Pollinator Garden for Plains Art Museum
The Pollinator Garden will be created with K-12 school students and be tied to 4-H and science classes. The Museum site, which is surrounded by building, streets, and parking lots, will incorporate a lively green space and learning laboratory, where people in the neighborhood can convene and enjoy the outdoors. Christine Bauemler is serving as the lead artist for the Pollinator Garden, working in collaboration with Seitu Jones of St. Paul, poet Juliet Patterson of Minneapolis, and Fargo-based artist Melissa Kossick.
Fern Grotto for Fargo
The Fern Grotto will bring people to a new amenity a small greenhouse on the main retail street of downtown and be a pleasant respite during North Dakota’s long winters. Mark Dion is the lead artist for the Fern Grotto, in collaboration with NDSU architect Regin Schwaen and Michael Strand, Chair of the NDSU Department of Visual Arts.
Plains Art Museum will open the exhibit Wing Young Huie: Hidden Fargo in Plain Sight on Thursday, May 16 at 7 PM. Minneapolis-based photographer Huie joins the Museum again to present images taken during his residency at the Museum last October.
Huie’s subjects come from the everyday: people whose faces we see but often fail to notice. Within each of those individuals, personal stories unfold on the grand and small scales; yet all are affected by a confluence of cultural and social forces. His photographs capture glimpses into these private stories as a way to gain insight into the lives of others.
On May 16, Huie will facilitate and take part in a special talk in the Starion Financial Gallery that will be transformed into a “Third Place,” where participants are encouraged to share their own thoughts and experiences living in our increasingly diverse community. In addition to the images by Huie, the exhibit features work from Fargo-based photographer Ann Arbor Miller. Miller spent time as an informal apprentice with Huie as he worked with various members in the community, documenting and emulating his process.

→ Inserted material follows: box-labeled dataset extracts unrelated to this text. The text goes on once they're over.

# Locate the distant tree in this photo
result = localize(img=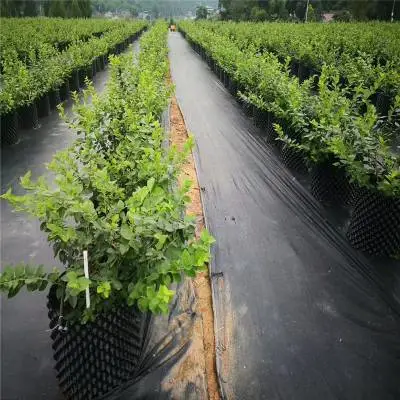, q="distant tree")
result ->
[196,6,208,19]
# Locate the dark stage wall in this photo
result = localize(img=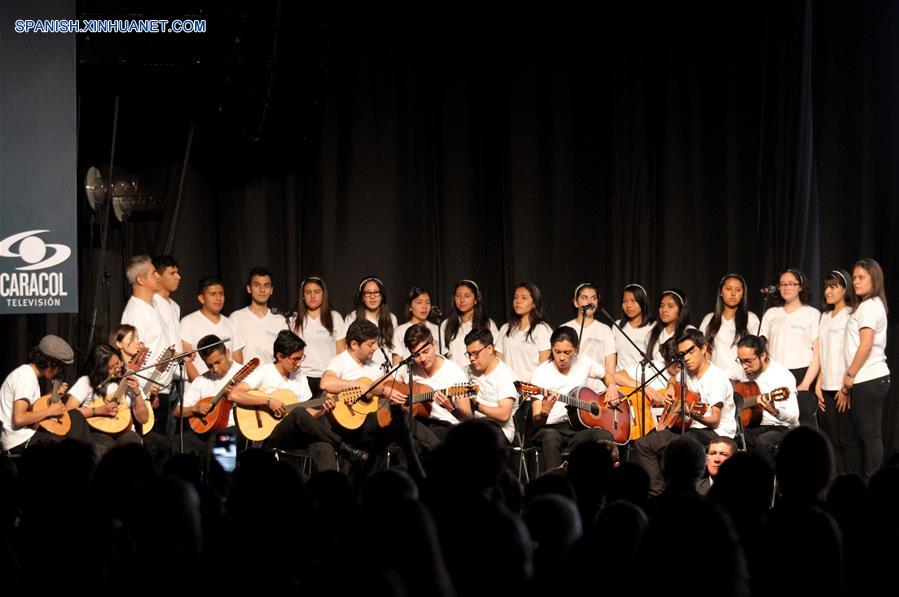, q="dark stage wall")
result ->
[2,1,899,450]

WHAT: Wing Young Huie Opening Reception including gallery talk, karaoke, ping pong, hors d’ouevres, and cash bar
WHEN: Thursday, May 16 at 7 PM
WHERE: Plains Art Museum
COST: Members free, students $5, nonmembers $10
Join the Plains Art Museum for your Fifteen Minutes of Fame at the 17th annual Spring Gala on Saturday, May 4th from 7 PM – Midnight! With presenting sponsor Border States Electric, the theme will be based on Andy Warhol’s Creating Myth and Icon exhibition, so come dressed to impress as your favorite icon or in cocktail attire. The night will be filled with ravishing fun!
Mosaic Foods will be catering their famous food for the event followed by delicious desserts from Nichole’s Fine Pastry. Happy Harry’s will be providing a wine and beer tasting and Post Traumatic Funk Syndrome will be performing live music so guests can dance the night away! In addition, there will be dinner music by Diane Miller and the Silver Daggers, a photo booth to capture your look, cocktails by Side Street, and much more.
A silent art auction will be held throughout the event where regional artists will have their artwork for sale.
Proceeds will benefit the Plains Art Museum educational programs.